Je dois l'avoir dans un coin, mais sinon : https://www.macintoshrepository.org/software_search.php?s=Mac+OS+9.2&sid=&p=1


----------



## Gwen (16 Mars 2020)

Déjà cherché sur Macintoshrepository.org. Il n'y a qu'une version de Mac OS 9.2 compatible avec mon iBook et elle est en anglais. Et à l'époque, impossible de mettre un clavier en français et un OS en anglais sans bidouiller. Et pour bidouiller, il faut un Mac OS français     

Du coup, ça marche pour le moment, mais je me trompe régulièrement de touches.


----------



## Anthony (16 Mars 2020)

gwen a dit:


> Déjà cherché sur Macintoshrepository.org. Il n'y a qu'une version de Mac OS 9.2 compatible avec mon iBook et elle est en anglais. Et à l'époque, impossible de mettre un clavier en français et un OS en anglais sans bidouiller. Et pour bidouiller, il faut un Mac OS français



Aaaaah. Alors je dois ranger ma chambre d'amis demain, pour installer mon bureau maintenant qu'on passe en télétravail, je vais tâcher de voir si j'arrive à remettre la main sur les disques qui doivent être là. Je te tiens au courant, et si jamais qqn d'autre trouve avant…


----------



## Gwen (16 Mars 2020)

Il n'y a aucune urgence. En plus, j'ai reregardé, mais s'il y a bien un MacOS 9.2 Fr, l'image ne monte pas pour que je la grave sur un CD. Bon, je continu mes recherches.


----------



## fmen (17 Mars 2020)

Si l’image disque ne monte pas, on peut utiliser Burn pour la graver. Ça fonctionne sous Catalina, je m’en suis servi y’a pas longtemps.


----------



## gpbonneau (17 Mars 2020)

J'ai déjà utilisé celle-ci de la liste d'Anthony il y a peu.
Ça marche bien (Mac OS 9.2.1 install CD). 

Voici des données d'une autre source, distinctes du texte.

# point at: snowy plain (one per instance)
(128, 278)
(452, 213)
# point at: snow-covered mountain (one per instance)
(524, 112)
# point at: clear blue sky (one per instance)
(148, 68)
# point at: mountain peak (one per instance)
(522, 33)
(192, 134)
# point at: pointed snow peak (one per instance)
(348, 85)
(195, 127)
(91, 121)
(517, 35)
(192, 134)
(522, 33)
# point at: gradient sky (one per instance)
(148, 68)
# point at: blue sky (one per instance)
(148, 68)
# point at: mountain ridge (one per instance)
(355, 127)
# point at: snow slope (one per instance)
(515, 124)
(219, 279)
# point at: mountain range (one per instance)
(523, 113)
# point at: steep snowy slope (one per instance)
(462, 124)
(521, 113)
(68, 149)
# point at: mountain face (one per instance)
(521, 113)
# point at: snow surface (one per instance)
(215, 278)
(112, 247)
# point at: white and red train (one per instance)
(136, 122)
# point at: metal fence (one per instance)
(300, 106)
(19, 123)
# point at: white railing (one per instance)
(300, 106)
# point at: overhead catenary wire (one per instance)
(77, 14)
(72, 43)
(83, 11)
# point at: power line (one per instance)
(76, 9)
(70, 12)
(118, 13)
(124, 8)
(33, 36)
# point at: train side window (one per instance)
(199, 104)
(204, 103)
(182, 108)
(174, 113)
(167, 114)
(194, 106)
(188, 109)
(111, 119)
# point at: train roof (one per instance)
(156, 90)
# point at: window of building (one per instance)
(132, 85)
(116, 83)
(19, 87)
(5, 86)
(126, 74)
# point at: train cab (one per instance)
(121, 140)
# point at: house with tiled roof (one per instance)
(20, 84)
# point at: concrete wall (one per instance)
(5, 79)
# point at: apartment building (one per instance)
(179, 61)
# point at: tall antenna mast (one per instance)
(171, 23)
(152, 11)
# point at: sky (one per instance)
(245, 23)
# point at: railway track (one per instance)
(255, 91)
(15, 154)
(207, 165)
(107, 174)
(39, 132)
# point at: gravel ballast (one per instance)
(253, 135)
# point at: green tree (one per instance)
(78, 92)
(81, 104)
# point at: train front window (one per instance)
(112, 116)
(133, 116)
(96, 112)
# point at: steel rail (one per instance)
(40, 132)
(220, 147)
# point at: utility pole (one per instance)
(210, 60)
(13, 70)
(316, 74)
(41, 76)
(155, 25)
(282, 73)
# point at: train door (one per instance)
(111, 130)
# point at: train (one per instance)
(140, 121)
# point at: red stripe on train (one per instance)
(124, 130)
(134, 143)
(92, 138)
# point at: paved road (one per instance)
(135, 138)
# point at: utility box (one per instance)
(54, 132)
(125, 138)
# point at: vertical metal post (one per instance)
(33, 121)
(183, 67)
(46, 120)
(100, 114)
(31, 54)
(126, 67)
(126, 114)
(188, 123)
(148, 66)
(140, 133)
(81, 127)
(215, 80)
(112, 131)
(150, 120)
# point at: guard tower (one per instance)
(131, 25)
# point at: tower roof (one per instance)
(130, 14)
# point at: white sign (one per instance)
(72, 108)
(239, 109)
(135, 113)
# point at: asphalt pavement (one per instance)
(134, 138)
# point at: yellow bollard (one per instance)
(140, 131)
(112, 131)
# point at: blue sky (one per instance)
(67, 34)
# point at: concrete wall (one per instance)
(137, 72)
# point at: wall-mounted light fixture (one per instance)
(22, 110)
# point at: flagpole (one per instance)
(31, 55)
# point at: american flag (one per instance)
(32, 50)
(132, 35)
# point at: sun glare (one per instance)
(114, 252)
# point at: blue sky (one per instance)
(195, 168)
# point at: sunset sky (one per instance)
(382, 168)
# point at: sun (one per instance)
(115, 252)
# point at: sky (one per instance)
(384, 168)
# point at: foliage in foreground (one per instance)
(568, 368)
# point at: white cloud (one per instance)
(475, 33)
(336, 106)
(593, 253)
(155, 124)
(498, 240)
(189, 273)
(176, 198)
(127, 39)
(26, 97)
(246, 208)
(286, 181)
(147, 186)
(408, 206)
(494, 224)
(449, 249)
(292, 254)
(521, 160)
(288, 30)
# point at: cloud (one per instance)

Par contre, pour graver des CD bootable de OS9 sur OSX c'est un peu la galère... moi je le fait sous OS9 sur mon Titanium (c'est le dernier G4 à booter sur OS9) avec Toast 4.

J'en avais besoin pour un Lombard pour re-installer MacOS9, j'ai démarré sur le CD sans problème.


----------



## Gwen (17 Mars 2020)

Je viens de graver un CD et ça ne marche pas plus, même si le CD monte sous OS9 alors qu'il n'apparaît pas sous OSX. Donc, je ne suis pas plus avancé. Mais merci pour le conseil, au moins, j'aurais essayé.

Je vais voir a trouver une vielle archive de Toast pour tester la gravure directe sur le iBook.


----------



## gpbonneau (17 Mars 2020)

gwen a dit:


> Je viens de graver un CD et ça ne marche pas plus, même si le CD monte sous OS9 alors qu'il n'apparaît pas sous OSX. Donc, je ne suis pas plus avancé. Mais merci pour le conseil, au moins, j'aurais essayé.
> 
> Je vais voir a trouver une vielle archive de Toast pour tester la gravure directe sur le iBook.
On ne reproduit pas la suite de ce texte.